Faith Works 10-05-13
Seminary is changing into… something
Do ministers of congregations need to go to seminary?
Not that long ago, historically speaking, this was a perfectly fair question. Today, it's becoming a point of debate again.
For most organized Christian bodies, and in many other religious traditions under different terminology but with the same general structure and commitment, it is assumed nowadays that the teaching and preaching leader of the community has a college degree, and another educational experience beyond that.
It might be called a master of divinity; in some Catholic contexts a bachelor of sacred theology is actually a post-graduate degree, and there are other nuances of nomenclature, but in general, most of the Christian bodies with a national presence and a name you'd recognize call for a post-graduate degree before completing the ordination process (which we talked about last week).
What's changing is a movement in two directions with a single, general impact. On the one hand, nondenominational churches are springing up, with many of the larger or "megachurch" institutions having no affiliation with a denominational certification body, hence no specific requirement for even a bachelor degree or Bible college certificate of one sort or another.

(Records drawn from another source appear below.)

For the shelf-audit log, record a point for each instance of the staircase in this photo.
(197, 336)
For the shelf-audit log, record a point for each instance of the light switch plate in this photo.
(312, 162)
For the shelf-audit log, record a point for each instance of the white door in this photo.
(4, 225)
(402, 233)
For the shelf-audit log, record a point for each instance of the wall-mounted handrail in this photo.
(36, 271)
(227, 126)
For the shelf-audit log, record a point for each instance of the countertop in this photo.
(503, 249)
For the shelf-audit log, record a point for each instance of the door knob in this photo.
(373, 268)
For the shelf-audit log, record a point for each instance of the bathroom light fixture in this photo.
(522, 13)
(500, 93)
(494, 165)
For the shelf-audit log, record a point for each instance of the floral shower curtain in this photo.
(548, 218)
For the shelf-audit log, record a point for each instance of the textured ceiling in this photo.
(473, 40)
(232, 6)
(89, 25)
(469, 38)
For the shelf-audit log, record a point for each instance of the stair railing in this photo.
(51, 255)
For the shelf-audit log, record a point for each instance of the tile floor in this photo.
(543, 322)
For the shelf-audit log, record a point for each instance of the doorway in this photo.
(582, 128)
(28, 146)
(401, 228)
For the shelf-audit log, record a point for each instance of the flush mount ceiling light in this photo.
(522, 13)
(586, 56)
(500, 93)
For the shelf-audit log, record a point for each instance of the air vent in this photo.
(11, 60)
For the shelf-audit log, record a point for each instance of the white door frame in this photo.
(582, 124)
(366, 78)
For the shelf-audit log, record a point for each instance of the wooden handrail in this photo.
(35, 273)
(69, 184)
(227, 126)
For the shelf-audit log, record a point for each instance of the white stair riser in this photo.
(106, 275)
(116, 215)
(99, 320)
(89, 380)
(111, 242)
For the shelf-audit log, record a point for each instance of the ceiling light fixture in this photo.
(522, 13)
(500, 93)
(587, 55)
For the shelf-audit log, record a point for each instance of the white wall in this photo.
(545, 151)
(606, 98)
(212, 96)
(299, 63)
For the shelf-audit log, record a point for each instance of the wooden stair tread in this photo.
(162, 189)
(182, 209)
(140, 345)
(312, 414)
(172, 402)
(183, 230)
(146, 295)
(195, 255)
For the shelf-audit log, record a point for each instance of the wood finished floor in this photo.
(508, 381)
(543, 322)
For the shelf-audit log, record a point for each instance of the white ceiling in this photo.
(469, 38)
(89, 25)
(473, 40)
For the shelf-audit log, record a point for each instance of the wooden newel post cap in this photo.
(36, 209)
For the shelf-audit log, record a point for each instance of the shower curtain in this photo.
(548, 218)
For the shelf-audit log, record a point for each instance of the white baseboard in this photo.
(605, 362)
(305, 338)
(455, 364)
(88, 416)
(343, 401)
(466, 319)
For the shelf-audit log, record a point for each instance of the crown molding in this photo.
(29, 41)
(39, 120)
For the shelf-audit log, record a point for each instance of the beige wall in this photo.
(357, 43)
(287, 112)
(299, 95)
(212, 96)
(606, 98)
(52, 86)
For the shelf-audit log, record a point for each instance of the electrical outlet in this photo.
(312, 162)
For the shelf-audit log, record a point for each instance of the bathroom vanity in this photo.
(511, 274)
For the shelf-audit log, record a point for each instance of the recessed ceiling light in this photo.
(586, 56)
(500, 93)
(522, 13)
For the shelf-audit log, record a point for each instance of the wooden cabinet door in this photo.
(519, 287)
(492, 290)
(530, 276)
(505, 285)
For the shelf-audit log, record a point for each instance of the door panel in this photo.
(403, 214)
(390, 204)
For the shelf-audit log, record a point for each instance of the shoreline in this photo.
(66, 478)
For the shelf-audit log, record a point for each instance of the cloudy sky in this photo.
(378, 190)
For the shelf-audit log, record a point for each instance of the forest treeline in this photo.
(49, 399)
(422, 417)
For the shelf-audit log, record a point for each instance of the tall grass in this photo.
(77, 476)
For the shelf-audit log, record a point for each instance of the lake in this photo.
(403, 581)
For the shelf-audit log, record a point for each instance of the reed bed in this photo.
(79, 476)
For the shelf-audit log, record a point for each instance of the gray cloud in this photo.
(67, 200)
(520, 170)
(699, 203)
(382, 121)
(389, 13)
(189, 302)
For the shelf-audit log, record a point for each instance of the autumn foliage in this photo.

Each non- or undenominational congregation can hire whom they choose, and even ordain or not ordain as seems right and proper for their history and sense of tradition.
On the other hand, even mainline/oldline Protestant bodies are looking for ways to acknowledge life experience for older entrants into ministry, along with making use of more bivocational and part-time clergy, which is often a better fit with licensed or commissioned ministers rather than ordained pastoral leadership.
Add in the fact that for the once typical college graduate who goes straight into seminary and then into a small church or an associate pastor position (and they're not that typical any more, and haven't been for decades), the student loan debt from seminary, let alone remaining college debt plus seminary obligations, adds up to expenses that ironically can preclude the new graduate from working in any placement they can reasonably hope to be offered.
Which magnifies the impact and need for bivocational and part-time clergy . . .
So seminaries as academic institutions have seen a contraction in both support from denominational bodies which have financial troubles of their own, and a dramatically reduced applicant pool. Some theological schools had endowments enough going into the late 1990s to make it through this challenging passage, and a number have closed.
The financial crisis of the last five years or so has put a huge new pressure on what are often already beleaguered institutions. A few more have closed, many have sold off prime assets, and most are looking at options to relocate or merge or go "virtual", shedding physical plant along with faculty positions.
For those of us who "went" to seminary, and value the unique Christian community we became a part of for those three or four years, the idea of doing your M.Div. largely online, with face-to-face meetings among both teachers and fellow students only happening once or twice a semester, feels . . . well, wrong.
Students going through these new model seminary experiences report that, using online tools like instant messaging, video conferencing, and e-mail, they are growing closer to their fellow classmates in ways that I would have to admit are rich in their own way and deeper in some content than I had living on campus, but serving a church where my attention often was focused. When class was over, I usually headed on out, and only talked to my fellow seminarians just before the next class session; with online tools, they talk to each other, post to each other's papers, and communicate about both class content and personal response to a remarkable amount in between "sessions," in ways we couldn't imagine in the 1980's.
And as much as I have to work to imagine my way into the actual experience of seminary today with those sorts of distance learning tools, I have to admit it's more seminary, and better theological training than just getting a pile of recommended readings and no schooling at all, especially for a bivocational minister who has their hands full with a job that covers benefits, pays bills, and has to come before running to a church meeting let alone reading Augustine's "Confessions" (which you should do, by the way).
What will seminary & theological education look like in another ten years? You'd have to be a prophet to even guess.